Anything that are exposed to public by a web application can be crawled by search engines, and they keep these records even-though we cleared those data from our sites (or site under test). The HackSearch helps the site owners/testers to effectively discover such sensitive data with ease.
How to use The HackSearch?
- Download & install The Hacksearch from chrome webstore
- Open the website under test in a new tab
- Click and open each and every options in The HackSearch extension. (While using this extension make sure that you are landed in the tab in which the site under test is kept open)
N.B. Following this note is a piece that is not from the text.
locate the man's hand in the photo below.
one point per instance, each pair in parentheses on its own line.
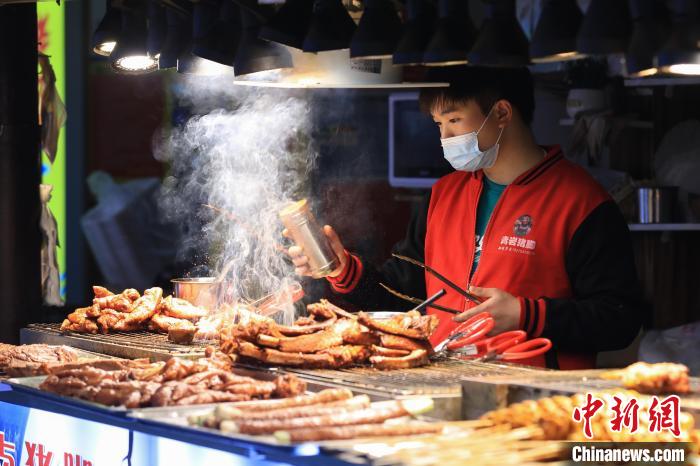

- Analyse the results, and find out if there is anything that should NOT be made public.
- Ask your developer/network administrator to fix it
How do I interpret the results ?
- No results should show any sensitive data such as credit card details or passwords.
- If the results show usernames, address or any other confidential details of yours, your employees or those of your firm, you need to rethink if it really needs to be shown. Ask them not to post confidential stuff in public forums.
- For any emails that show up in the search results, make sure you talk to your employees and friends to have a very strong password which is atleast 8 characters in length. Talk to them to change the password periodically.
- If the results show webpages, files or subdomains that should NOT be shown, talk to your developer/network administrator to fix it. He could do it by updating robots.txt and .htaccess or even by removing unwanted files or pages.
- Note: The data might still be available in google cache.
- If you need to immediately get the data removed from google index or cache, please go to Google Support Pages.
- If the domain health or information tabs of HackSearch show red flags or contain data that you dont seem to understand, dont worry. Just show it to your network administrator and he will help you out to fix it if there are any issues.